Tip: Make 91034 your go-to code regardless of how long the nasal catheter remains in place. Typically, however, the physician will leave the catheter in place for about a day. In the past, you had to distinguish between standard and “extended” pH monitoring. Currently, only one code (91034) describes a catheter-based pH service.

On the other hand, if your gastroenterologist conducts pH testing using a Bravo capsule, you will turn to 91035 (Esophagus, gastroesophageal reflux test; with mucosal attached telemetry pH electrode placement, recording, analysis and interpretation) instead of 91034.

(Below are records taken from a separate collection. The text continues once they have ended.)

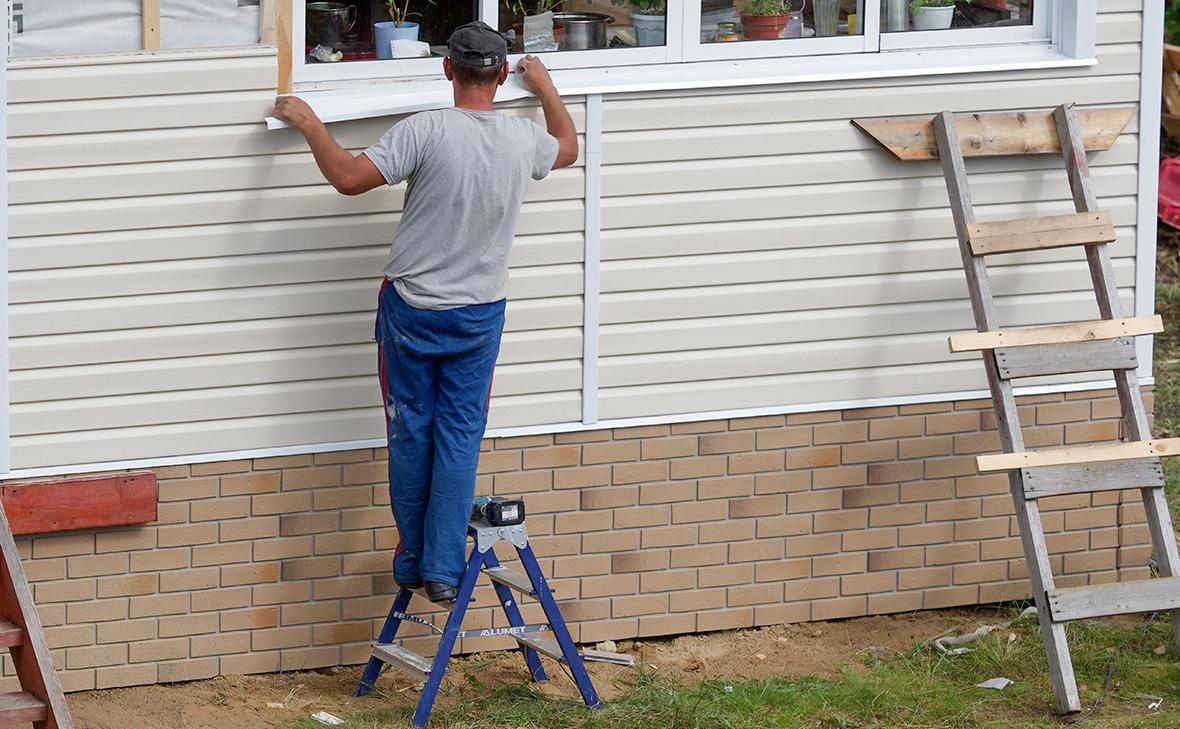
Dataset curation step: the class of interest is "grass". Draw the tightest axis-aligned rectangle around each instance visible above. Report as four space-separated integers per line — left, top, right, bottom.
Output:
293 238 1180 729
295 606 1180 729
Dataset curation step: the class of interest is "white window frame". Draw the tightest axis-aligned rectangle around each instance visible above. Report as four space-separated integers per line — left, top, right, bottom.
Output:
291 0 684 88
880 0 1062 52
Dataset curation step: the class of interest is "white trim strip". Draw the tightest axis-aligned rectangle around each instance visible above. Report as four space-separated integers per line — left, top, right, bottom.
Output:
267 46 1097 129
0 377 1137 479
582 94 602 425
1135 2 1163 379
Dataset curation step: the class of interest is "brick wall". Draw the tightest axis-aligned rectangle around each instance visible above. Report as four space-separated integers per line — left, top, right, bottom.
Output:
5 390 1151 690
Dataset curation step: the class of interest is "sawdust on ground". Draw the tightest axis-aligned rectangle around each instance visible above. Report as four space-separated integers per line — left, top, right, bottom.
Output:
68 609 977 729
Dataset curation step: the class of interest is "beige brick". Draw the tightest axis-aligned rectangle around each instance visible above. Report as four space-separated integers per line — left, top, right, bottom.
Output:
670 455 726 480
131 547 192 572
128 638 189 663
93 665 156 689
696 475 754 499
159 613 217 638
156 524 217 549
192 543 251 567
582 441 640 466
524 446 582 468
221 473 278 497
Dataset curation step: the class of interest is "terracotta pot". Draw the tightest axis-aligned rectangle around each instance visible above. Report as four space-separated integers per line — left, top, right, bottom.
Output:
741 15 791 40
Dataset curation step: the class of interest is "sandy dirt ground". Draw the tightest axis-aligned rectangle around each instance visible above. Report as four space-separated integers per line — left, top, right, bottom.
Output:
68 610 977 729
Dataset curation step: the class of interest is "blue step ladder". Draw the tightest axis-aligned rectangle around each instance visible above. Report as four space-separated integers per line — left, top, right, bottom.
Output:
355 507 598 729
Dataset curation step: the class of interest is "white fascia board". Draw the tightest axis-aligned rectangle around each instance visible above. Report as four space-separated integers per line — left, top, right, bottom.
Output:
267 45 1097 129
0 377 1132 480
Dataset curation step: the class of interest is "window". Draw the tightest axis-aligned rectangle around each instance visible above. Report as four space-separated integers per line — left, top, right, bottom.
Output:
285 0 1095 88
8 0 270 58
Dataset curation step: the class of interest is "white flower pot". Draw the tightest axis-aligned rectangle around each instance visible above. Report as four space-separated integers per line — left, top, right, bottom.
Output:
913 5 955 31
631 13 668 46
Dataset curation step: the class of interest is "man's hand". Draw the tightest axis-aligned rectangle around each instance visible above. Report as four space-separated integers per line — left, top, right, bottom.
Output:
517 55 557 97
275 97 320 131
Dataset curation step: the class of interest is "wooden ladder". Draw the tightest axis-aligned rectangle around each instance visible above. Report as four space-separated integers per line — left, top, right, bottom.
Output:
853 105 1180 712
0 506 73 729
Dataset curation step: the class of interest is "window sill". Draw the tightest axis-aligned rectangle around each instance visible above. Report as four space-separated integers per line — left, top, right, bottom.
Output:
267 45 1097 129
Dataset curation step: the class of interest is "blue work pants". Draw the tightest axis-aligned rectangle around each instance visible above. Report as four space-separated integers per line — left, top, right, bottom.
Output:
376 281 505 585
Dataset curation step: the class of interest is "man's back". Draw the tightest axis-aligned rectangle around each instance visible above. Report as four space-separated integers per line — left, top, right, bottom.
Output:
365 109 558 309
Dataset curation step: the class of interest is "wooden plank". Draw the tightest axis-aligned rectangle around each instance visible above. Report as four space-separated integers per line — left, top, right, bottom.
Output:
0 691 47 727
975 438 1180 473
949 316 1163 353
0 472 157 534
966 211 1117 256
140 0 159 51
275 0 294 94
1049 577 1180 623
0 506 73 729
995 339 1139 380
258 0 278 46
1021 458 1163 499
852 106 1135 162
933 107 1081 712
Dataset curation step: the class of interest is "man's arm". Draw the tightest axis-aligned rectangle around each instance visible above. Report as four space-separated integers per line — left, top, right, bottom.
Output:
275 97 385 195
517 55 578 170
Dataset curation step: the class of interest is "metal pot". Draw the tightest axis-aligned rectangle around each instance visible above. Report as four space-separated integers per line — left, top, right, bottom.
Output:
306 2 356 48
553 13 615 51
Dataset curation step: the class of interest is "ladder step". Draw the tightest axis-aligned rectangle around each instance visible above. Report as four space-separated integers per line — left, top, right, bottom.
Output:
484 567 537 595
996 339 1139 380
1048 577 1180 623
373 643 433 683
966 211 1117 256
1021 458 1163 499
975 438 1180 473
512 632 565 661
0 620 25 648
0 691 48 725
949 316 1163 352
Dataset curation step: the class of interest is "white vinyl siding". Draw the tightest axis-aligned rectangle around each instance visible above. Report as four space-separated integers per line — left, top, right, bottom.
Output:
8 53 585 468
8 0 1151 469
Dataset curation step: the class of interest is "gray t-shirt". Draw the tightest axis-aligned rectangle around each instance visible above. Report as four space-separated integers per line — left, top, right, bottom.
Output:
365 109 558 309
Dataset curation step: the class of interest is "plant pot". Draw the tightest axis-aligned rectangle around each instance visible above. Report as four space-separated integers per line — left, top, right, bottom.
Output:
912 5 955 31
741 15 791 40
631 13 668 46
512 20 565 53
373 20 418 60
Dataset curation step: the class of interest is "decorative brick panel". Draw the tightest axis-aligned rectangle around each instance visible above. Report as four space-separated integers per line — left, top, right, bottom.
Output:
5 390 1151 690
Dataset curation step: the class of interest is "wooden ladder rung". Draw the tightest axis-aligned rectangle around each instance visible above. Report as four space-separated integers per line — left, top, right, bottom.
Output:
1048 577 1180 623
995 337 1139 380
0 620 25 648
975 438 1180 473
965 211 1117 256
0 691 48 725
949 315 1163 353
1021 458 1163 499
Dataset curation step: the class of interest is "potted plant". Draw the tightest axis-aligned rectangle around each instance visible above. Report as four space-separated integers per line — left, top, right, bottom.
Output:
741 0 791 40
612 0 668 46
373 0 434 60
910 0 955 31
504 0 563 51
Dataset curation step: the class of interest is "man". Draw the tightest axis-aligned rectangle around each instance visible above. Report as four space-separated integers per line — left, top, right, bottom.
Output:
275 22 578 603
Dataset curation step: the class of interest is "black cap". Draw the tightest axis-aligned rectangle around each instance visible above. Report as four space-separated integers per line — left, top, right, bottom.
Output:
447 20 509 67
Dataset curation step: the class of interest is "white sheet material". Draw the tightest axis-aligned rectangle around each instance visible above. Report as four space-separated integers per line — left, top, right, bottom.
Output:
12 0 258 58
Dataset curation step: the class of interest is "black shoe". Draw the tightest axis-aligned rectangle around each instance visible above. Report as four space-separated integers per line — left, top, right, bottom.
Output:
426 580 459 604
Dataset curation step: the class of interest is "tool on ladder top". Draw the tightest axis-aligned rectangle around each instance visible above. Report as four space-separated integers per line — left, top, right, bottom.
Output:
0 506 73 729
356 499 598 728
853 104 1180 712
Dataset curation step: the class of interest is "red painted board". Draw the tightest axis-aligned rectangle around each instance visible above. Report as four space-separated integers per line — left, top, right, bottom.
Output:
0 472 156 534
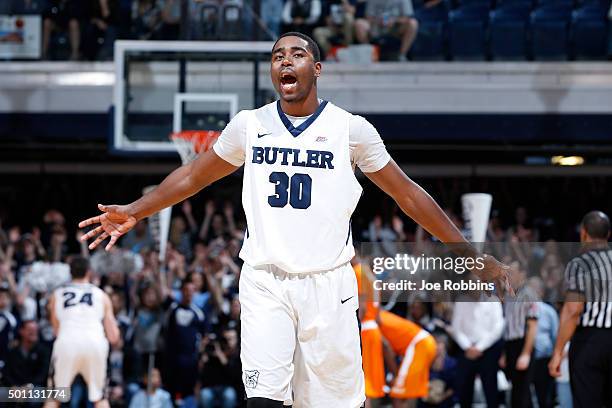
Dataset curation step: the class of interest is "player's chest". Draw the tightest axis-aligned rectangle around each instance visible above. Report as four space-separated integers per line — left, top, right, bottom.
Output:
246 122 349 170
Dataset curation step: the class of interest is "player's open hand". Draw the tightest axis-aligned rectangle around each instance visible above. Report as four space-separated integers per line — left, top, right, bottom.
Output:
79 204 137 251
472 255 514 300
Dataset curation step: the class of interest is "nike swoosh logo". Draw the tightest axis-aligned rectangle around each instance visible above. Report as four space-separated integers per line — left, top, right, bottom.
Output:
340 296 354 304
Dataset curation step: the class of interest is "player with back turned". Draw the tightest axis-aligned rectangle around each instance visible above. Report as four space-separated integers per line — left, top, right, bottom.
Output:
79 33 507 408
45 257 119 408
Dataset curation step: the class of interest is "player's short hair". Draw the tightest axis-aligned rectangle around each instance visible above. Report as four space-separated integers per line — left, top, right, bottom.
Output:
582 211 610 239
272 31 321 62
70 256 89 279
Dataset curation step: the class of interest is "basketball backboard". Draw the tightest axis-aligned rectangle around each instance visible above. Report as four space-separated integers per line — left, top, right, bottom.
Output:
110 41 274 155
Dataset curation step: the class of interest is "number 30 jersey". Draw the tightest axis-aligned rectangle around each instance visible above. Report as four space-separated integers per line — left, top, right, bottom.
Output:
54 283 104 337
213 101 389 273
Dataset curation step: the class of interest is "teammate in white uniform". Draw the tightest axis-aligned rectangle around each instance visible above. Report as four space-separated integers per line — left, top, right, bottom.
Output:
79 33 507 408
46 257 119 408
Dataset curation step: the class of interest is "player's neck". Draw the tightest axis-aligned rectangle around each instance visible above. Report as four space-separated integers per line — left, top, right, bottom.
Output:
281 92 319 117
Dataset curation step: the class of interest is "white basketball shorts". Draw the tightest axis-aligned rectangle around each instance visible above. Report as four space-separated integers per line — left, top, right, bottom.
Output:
51 334 108 402
239 263 365 408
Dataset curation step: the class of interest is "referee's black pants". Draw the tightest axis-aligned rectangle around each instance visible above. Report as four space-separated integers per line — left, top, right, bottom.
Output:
569 327 612 408
505 338 535 408
455 340 503 408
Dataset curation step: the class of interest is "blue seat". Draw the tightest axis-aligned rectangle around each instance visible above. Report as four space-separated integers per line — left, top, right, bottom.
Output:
457 0 493 8
410 3 448 60
570 2 608 59
536 0 574 8
497 0 534 8
489 2 531 60
531 5 572 60
448 4 489 60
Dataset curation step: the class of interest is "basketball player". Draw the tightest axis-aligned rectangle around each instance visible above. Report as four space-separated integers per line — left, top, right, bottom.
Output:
45 257 119 408
79 33 507 408
378 310 436 408
351 257 385 408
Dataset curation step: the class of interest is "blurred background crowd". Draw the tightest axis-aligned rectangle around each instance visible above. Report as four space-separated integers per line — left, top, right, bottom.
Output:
0 0 612 62
0 186 579 407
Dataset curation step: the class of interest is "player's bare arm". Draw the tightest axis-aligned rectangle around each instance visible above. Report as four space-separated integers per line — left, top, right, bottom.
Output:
365 159 512 297
102 294 120 344
79 149 238 251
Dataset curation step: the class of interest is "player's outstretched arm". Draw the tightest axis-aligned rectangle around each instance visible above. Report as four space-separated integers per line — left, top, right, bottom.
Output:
365 159 513 298
79 149 238 251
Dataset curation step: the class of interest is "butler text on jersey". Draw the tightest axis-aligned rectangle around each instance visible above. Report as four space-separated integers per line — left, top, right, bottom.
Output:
253 146 334 169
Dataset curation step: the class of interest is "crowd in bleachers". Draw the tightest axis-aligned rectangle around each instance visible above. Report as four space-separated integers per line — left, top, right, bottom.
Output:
0 0 612 62
0 197 584 408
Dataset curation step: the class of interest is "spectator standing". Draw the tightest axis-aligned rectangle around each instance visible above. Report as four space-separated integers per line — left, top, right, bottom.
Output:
83 0 119 61
528 277 559 408
130 368 173 408
164 279 204 406
260 0 284 40
504 261 538 408
2 320 50 387
0 284 17 370
157 0 181 41
450 294 504 408
421 333 457 408
131 0 161 40
355 0 419 61
200 329 242 408
42 0 83 61
313 0 356 59
282 0 322 35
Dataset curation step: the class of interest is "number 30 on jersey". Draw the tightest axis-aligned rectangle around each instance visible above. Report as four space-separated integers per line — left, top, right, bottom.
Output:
268 171 312 210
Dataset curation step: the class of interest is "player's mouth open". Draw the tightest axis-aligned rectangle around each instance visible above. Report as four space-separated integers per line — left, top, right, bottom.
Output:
280 72 297 90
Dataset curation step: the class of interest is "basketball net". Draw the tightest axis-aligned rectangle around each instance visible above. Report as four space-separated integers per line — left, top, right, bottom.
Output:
170 130 221 164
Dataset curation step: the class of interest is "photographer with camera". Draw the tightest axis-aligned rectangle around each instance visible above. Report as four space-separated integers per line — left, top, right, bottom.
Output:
200 328 243 408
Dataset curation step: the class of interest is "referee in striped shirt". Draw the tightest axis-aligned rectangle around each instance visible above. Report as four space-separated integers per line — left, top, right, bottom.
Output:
548 211 612 408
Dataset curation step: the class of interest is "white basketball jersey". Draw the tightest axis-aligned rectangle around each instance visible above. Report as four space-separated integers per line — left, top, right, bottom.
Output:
54 283 104 336
240 101 362 273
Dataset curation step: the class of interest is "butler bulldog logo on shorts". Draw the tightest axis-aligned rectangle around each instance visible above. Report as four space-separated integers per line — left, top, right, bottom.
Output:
244 370 259 388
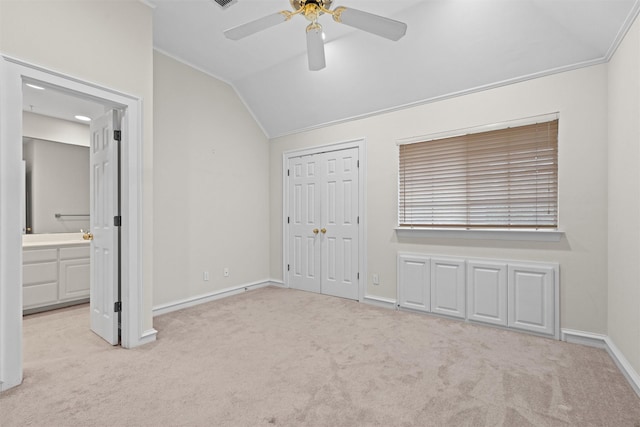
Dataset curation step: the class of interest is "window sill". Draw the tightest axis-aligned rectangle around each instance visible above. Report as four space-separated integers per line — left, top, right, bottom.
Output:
396 227 564 242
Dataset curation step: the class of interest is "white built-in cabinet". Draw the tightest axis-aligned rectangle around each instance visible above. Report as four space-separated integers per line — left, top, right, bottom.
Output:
22 244 90 312
398 253 559 338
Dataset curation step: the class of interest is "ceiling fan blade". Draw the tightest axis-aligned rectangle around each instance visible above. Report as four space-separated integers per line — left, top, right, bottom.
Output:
224 12 288 40
307 25 327 71
333 7 407 41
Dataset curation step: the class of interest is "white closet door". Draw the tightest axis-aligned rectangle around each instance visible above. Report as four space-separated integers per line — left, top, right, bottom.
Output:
90 111 119 345
287 148 359 299
288 156 321 293
320 148 359 299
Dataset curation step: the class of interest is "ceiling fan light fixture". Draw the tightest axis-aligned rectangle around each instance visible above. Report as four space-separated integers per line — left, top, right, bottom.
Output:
224 0 407 71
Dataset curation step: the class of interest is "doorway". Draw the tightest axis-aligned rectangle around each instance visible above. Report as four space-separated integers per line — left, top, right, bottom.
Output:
283 140 366 301
0 56 151 391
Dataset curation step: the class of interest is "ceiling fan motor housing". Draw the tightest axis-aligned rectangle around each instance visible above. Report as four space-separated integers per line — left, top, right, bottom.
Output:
289 0 333 10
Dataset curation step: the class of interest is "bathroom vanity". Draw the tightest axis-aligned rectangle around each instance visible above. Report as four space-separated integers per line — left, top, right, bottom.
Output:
22 233 90 314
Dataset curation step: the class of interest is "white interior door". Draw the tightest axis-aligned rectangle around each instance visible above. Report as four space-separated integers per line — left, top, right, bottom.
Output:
288 156 321 293
89 110 119 345
320 148 358 299
288 148 359 299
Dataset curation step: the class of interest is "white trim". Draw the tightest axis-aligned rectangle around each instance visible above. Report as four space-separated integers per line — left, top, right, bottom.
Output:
138 0 156 10
604 0 640 62
396 227 564 242
396 112 560 145
138 328 158 345
282 137 368 302
362 295 398 310
153 280 279 317
560 328 607 349
562 329 640 397
0 54 146 390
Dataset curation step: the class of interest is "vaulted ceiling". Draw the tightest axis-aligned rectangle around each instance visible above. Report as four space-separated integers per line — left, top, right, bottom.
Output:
56 0 639 137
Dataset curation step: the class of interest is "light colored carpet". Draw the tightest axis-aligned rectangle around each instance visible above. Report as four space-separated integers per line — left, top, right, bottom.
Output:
0 287 640 427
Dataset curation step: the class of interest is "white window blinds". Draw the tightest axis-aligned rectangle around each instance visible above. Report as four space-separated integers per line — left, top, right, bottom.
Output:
399 120 558 229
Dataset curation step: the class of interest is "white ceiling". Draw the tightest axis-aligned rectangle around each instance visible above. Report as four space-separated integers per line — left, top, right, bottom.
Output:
147 0 638 137
23 0 640 137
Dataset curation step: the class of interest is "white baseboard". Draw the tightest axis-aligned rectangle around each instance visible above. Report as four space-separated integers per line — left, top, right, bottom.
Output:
362 295 397 310
138 328 158 345
560 329 607 349
153 280 282 317
562 329 640 397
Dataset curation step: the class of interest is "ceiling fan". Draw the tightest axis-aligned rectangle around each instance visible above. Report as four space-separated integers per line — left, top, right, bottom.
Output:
224 0 407 71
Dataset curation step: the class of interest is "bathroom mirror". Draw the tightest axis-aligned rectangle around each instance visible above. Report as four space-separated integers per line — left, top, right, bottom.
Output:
23 137 90 234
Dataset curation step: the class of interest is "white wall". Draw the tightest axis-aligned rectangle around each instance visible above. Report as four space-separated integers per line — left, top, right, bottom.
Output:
608 16 640 378
22 111 91 147
154 52 269 306
0 0 153 330
270 65 607 334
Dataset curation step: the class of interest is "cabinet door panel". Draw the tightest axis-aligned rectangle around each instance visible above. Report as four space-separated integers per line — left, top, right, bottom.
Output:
467 261 507 326
398 255 431 312
22 261 58 285
431 258 466 318
508 264 555 335
58 258 91 300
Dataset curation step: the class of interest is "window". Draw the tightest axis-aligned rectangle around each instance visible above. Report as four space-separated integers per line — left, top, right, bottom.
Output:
399 120 558 229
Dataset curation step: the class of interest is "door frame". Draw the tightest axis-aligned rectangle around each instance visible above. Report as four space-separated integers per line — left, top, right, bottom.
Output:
282 137 368 302
0 55 149 391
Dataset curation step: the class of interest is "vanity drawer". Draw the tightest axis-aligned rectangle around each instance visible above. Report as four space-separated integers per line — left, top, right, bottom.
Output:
22 249 58 264
22 261 58 286
60 245 90 260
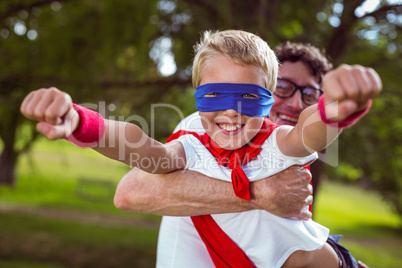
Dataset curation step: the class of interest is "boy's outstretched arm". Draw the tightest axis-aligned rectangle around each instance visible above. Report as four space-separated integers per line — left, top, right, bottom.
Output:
21 88 185 173
277 65 382 156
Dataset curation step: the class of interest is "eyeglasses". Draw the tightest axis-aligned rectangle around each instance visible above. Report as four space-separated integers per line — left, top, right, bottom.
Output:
274 78 323 105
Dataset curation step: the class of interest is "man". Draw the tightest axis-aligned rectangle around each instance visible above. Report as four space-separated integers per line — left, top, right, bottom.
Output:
115 42 366 267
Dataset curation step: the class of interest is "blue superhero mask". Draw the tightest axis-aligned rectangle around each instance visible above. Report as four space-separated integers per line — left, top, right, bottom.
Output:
194 83 274 117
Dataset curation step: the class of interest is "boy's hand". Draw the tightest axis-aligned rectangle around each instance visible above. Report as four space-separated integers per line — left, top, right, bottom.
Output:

NCCI edit alert: Codes 91038 and 91034 are bundled, according to National Correct Coding Initiative (NCCI) edits. Check out the NCCI edits table, and you’ll see 91034 described as the more extensive code. Since the 91038/91034 edit carries a modifier indicator of “0,” you cannot override the edit by using a modifier such as 59 (Distinct procedural service).

For that reason, you would bill the given scenario with only 91034. Link R12 (Heartburn) to 91034 to describe the patient’s condition.